Translator: Arianna Hernandez
Since last October, it has become common to see red spots in the ocean on the beaches of Guanacaste. This phenomenon is known as the red tide. And while it’s common for it to occur between December and March, it’s not usual for it to last that long. The last times this phenomenon lasted this long was in 2005 and between 2009 and 2010, which severely affected the corals of Guanacaste.
Now, for a month and a half, residents and tourists of Playas del Coco, Hermosa, Panama and other North Pacific beaches reported a large number of dead sea urchins on the coasts in these places.
The Center for Research in Marine Sciences and Limnology (CIMAR-UCR) attributed these mass deaths to the possibility that these animals were intoxicated due to the red tide.
What is a red tide?
A red tide is a phenomenon that occurs when microalgae called dinoflagellates, which are not visible to the human eye, carry out the process of photosynthesis (the metabolic process by which some organisms convert carbon dioxide into oxygen). Under certain conditions of fertilization, carbon dioxide, oxygen and water, microalgae begin to grow. This is visually perceived as a red spot in the water, known as a red tide.
Cindy Fernandez, a biologist and researcher at CIMAR who specializes in algae, explained that these organisms are always in the ocean, but when the water contains so many nutrients, the organisms grow until they become visible to the human eye because they have a reddish color. or orange pigments, depending on the species. The red tide is a natural phenomenon and not all the organisms (microalgae) that produce it are poisonous, although those found in Guanacaste are.
In the North Pacific, it normally occurs from December to March due to natural nutrients rising in the water due to wind currents, with which the dinoflagellates grow and later die.
“At these times, these algae have the possibility of turning into cysts. They are at the bottom of the ocean, waiting for favorable conditions. Then they are said to form cysts and remain hidden in the mud of the ocean. When there are a lot of nutrients, they start to come out, as if the cyst is bursting,” Fernandez explained.
These microalgae clean the ocean of other animal wastes (such as sediment or feces), which are nutrients for them. Red tide is a common phenomenon in the natural cycle of organisms. What is not so normal is that the red tide lasts so long.
Why has it been present on our beaches for so long?
Due to the large amount of rain, in addition to the natural nutrients that are in the ocean, such as dead animals or their waste. There are also nutrients that go from land to ocean. It works like a fertilizer to make the algae grow even more.
According to the biologist, if increased rainfall adds to the waste from human activities in the greater metropolitan area that ultimately ends up in the sea, deforestation and sewage dumping generates the ideal conditions for the red tide to continue for a long time.
How does this affect different species (including us)?
The effect a red tide can have on humans and animals depends on the species of dinoflagellate causing it.
In particular, it affects fish by sticking to their gills (their respiratory organs), which prevents fish from filtering oxygen and kills them. Another way is that he reduces the level of oxygen in the water. Microalgae breathe in oxygen and release carbon dioxide, causing fish to drown. This process is called eutrophication.
It damages shellfish by “bioaccumulation”. In other words, when molluscs eat other species that have consumed the dinoflagellates that produce a red tide, then the toxin accumulates through the food chain.
That’s also how it hurts people. Human beings can consume shellfish carrying this toxin, resulting in diarrheal poisoning in most cases.
CIMAR biologist and researcher Juan Jose Alvarado mentioned that the death of sea urchins in Playas del Coco, Hermosa, Panama and other nearby beaches is the most serious consequence of this red tide they recorded.
According to Alvarado, they have been receiving notifications of dead urchins since mid-June, with reports of 30 or 40 dead urchins. However, during the last week of July, 3,000 dead sea urchins were counted on Panama Beach, while nearly 4,000 were found dead on Hermosa Beach.

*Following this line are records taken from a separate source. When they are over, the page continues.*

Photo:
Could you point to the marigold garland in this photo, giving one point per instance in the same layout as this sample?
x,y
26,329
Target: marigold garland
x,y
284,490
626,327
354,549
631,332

There are reports of starfish and turtles that have also died in smaller numbers. In February, they also noted affected corals in Playas del Coco, but they are currently not showing any damage, probably because another species is causing the red tide, according to the biologist.

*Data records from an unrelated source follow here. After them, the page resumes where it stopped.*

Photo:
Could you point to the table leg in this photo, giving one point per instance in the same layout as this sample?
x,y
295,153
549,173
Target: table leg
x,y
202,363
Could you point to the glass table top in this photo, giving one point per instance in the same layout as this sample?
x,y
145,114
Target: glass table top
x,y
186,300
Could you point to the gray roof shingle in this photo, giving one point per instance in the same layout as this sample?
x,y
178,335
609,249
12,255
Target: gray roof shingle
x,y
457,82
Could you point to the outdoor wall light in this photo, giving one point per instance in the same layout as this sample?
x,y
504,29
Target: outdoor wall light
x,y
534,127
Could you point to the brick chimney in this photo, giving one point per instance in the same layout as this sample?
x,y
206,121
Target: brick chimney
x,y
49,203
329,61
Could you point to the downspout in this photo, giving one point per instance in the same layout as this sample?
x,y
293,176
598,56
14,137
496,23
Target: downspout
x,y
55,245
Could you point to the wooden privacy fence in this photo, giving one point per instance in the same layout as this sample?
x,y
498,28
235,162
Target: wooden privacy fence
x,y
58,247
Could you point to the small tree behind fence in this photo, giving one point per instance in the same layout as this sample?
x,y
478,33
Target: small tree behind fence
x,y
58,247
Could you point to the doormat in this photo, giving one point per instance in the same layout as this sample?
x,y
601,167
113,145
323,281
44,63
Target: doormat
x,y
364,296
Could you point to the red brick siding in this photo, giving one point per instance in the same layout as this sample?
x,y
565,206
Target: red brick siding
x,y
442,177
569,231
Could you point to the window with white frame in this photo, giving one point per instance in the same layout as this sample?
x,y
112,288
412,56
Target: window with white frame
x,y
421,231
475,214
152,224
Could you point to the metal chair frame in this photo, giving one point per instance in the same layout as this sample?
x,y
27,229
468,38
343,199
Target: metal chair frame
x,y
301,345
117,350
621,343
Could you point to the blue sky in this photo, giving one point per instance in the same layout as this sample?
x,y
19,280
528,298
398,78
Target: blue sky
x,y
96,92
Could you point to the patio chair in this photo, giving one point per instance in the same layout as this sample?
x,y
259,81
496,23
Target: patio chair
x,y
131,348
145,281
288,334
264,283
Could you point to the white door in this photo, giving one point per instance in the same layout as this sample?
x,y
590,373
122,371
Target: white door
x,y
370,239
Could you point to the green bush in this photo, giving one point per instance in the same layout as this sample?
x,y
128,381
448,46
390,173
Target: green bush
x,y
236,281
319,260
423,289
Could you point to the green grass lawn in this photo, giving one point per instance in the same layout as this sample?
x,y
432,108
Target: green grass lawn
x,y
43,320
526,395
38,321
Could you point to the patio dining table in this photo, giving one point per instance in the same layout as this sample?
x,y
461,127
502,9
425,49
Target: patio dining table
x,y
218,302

Previously, in 2005 and 2010, the corals were severely affected mainly due to the red tide, which caused a precipitous drop in coral cover in the area.

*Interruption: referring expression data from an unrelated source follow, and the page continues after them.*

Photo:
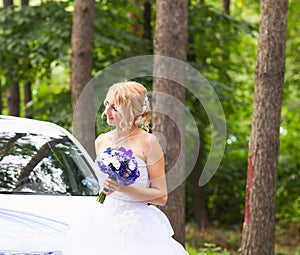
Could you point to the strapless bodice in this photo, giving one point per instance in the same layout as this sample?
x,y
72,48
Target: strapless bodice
x,y
142,181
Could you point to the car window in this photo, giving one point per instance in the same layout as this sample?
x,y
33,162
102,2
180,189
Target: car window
x,y
34,163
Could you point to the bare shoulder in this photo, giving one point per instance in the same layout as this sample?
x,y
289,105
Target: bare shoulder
x,y
154,150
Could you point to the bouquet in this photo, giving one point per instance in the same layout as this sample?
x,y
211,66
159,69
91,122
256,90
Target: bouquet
x,y
120,165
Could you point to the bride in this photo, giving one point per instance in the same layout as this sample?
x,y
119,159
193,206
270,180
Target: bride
x,y
128,222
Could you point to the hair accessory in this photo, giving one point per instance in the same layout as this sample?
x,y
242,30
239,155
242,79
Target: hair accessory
x,y
145,105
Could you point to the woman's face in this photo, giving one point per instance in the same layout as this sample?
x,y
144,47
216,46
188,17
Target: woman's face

The National Animal Health Service (SENASA) confirmed to La Voix de Guanacaste that certain analyzes revealed the presence of toxins harmful to human health in some molluscs.
Currently, shellfish fishing is prohibited in El Coco (Playas del Coco) and Las Catalinas. However, according to Ruben Rodriguez, head of the collection center of the Chamber of Fishermen of Guanacaste, this was not the greatest impact caused by the red tide.
The main impact it caused to the fishermen was the difficulty in being able to fish for octopus, since this animal and lobsters are the most fished and marketed species. The technique they use is diving, and the red spot in the ocean prevents anglers from having good visibility underwaterwhich brought out the octopuses in fewer numbers than in previous years.
There are weeks, there are months when divers cannot go out at all. They tell me ‘you can’t dive’. The water is so thick you can’t see the product,” Rodriguez explained.